Friday, February 07, 2020

An Ugly And Mean Party

Frank Graves and Michael Valpy have the numbers that tell what has happened to the Conservative Party. They write:

EKOS Research found that four years ago, there was a 10-percentage-point gap between Liberals and Conservatives who selected climate change as the top issue of political concern. That gap is now 46 percentage points.
More than 90 per cent of Canadians who identify with the political centre-left, which is 65 per cent of adult citizens, think that Canada now has a climate emergency (they don’t believe that it’s coming, but that it’s here now.) For people who identify as Conservative or People’s Party supporters, the figure is less than 30 per cent. Four years ago, there was a 20-percentage-point gap between Liberals and Conservatives on trust in science. That exploded to a 40 per cent gap following the last election.
Since 2012, the incidence of Conservative voters who think Canada is admitting “too many” visible minorities as immigrants has swollen from 47 per cent to 70 per cent . Meanwhile, the corresponding incidence of Liberals agreeing there are too many has dropped from 35 to 15 per cent. A modest 12 per cent gap has also expanded to a massive 55 per cent gap.

We are, to put it simply, becoming a much more tribal nation. As in the U.S. and UK, compromise is getting harder to find:

At the opening of the 21st century, almost 50 per cent of Canadian voters said they were neither small-L liberals nor small-C conservatives. Today, those saying “neither” are less than half of what they were 20 years ago—everyone is picking sides.
It means the ability to find centre terrain on the most divisive issues of the day is disappearing. The only path forward for those who win electoral power is to say, “Sorry, you’re wrong, we’re right.” When the gap is this egregious, you have to make choices, producing the predictable toxic backlash among the losers. On climate change, that’s what we see in Alberta and Saskatchewan, and among working class males of all ages with less than university education.
This is not unique to Canada. It’s a new feature of western democracy. You can hear it in post-Brexit England (“Take back control”), in Trump America (“Make America Great Again”), and now echoing in Conservative leadership candidate Erin O’Toole’s proclamation that, with him at the party helm, the Conservatives will “take back our great country.”

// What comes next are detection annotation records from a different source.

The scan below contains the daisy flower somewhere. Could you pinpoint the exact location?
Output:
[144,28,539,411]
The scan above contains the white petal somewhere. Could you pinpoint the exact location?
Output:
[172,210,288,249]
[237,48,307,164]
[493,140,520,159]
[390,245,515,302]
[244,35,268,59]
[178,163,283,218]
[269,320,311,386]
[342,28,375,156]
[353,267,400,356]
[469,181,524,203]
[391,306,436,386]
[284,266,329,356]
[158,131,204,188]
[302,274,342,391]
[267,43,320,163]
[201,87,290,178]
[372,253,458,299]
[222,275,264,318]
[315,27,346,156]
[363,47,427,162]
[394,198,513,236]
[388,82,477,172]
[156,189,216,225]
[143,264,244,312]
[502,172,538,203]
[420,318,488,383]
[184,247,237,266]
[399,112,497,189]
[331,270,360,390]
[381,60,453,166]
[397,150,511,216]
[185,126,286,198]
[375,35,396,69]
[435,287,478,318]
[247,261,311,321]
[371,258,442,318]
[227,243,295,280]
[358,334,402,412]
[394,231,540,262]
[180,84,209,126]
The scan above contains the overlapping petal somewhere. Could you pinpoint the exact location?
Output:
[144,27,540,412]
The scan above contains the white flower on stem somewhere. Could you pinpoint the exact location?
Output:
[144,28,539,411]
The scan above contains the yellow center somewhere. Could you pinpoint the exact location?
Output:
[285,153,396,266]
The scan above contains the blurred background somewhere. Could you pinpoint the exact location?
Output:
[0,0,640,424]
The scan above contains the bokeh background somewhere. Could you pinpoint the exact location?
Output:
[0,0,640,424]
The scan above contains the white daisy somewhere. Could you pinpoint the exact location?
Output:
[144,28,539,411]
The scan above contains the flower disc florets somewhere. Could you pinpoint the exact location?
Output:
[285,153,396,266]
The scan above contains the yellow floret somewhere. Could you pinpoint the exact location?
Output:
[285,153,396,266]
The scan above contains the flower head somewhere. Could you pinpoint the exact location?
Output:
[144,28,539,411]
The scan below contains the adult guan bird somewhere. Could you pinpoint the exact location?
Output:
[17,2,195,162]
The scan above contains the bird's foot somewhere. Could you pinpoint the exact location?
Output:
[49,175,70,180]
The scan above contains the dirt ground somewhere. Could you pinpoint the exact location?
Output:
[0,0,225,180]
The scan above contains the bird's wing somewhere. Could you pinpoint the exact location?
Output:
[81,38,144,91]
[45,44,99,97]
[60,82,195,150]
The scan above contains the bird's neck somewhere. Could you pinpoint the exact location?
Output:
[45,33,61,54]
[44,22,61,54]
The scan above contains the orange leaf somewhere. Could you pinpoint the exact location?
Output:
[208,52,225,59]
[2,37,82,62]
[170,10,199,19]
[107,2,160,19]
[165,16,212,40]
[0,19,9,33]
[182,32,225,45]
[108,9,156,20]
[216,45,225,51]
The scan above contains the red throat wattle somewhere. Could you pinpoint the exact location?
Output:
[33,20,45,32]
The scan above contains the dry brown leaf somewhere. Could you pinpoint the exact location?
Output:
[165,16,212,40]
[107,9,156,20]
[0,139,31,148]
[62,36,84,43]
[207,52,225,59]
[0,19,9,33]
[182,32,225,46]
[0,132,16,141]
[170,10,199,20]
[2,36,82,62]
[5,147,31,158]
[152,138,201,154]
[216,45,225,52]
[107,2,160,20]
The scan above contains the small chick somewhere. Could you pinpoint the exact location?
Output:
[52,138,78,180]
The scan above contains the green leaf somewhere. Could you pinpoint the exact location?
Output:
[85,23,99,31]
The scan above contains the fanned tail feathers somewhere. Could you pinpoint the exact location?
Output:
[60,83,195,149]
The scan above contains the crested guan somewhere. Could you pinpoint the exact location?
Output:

So we face an ugly and mean future. One of the reasons for that tragedy is that the Conservative Party is now an ugly and mean party.

Image: Bandcamp


Anonymous said...

As much as the Cons believe Canada is admitting too many immigrants, it should be noted that prior to Trudeau, the highest levels of immigration happened under Big Steve. The Libs are simply continuing and expanding Con policy. Yet somehow, there was no great outcry when Harper was running the show, just as Harper got away with record deficits with nary a murmur.

Take back control is a denial of the legitimacy of another party's governance. It's the sort of rhetoric the GOP has engaged in for at least a generation, and we know where this leads. As you say, it's politics that is ugly and mean.


Owen Gray said...

Having watched what has been going on in Washington, Cap, we should be smart enough to see where all of this leads -- to nihilism and hatred.

Anonymous said...

I don't understand why this division is happening. Is it fear-mongering? Are people unable to see what is going on, and how this extreme divisiveness is going to tear us apart?


John B. said...

Libertarian propagandists together with an often well-meaning but uncomprehending op-ed industry continue to conflate legitimate concern over the country's immigration rates with tribal aversion to a growing presence of "visible minorities". The opinion shapers should sit back and give the head a shake and the libertarians give over. But I'm sure they won't. To stop manipulating and exploiting sentiment on either or both extremes of any giving question would be inconsistent with both of their playbooks.

Owen Gray said...

Good questions, gdn. My hunch is that fear has something to do with it. Fear short circuits critical thinking.

Owen Gray said...

This is all about manipulating opinion, John. It has nothing to do with logical argument.

e.a.f. said...

Its not "our country". it belongs to the Indigenous People of North America. Now if O Toole wants to run with that line, I'm sure the Indigenous People of Canada will be more than happy to take their country back.

With lines like that, the Cons can expect to loose a lot of voters who are people of colour, people who immigrated to Canada, etc.

While those Brits who wanted Brexit and thought all those people of colour would leave: surprise, the majority of them are British citizens and they're going no where. As to those Brits who don't want people from the former eastern block countries, if you don't want them and they leave expect your economy to take a very large hit.

Owen Gray said...

What's driving a lot of this is angry white men, e.a.f. What they don't seem to understand -- or perhaps what they fear most -- is the fact that they are outnumbered -- everywhere.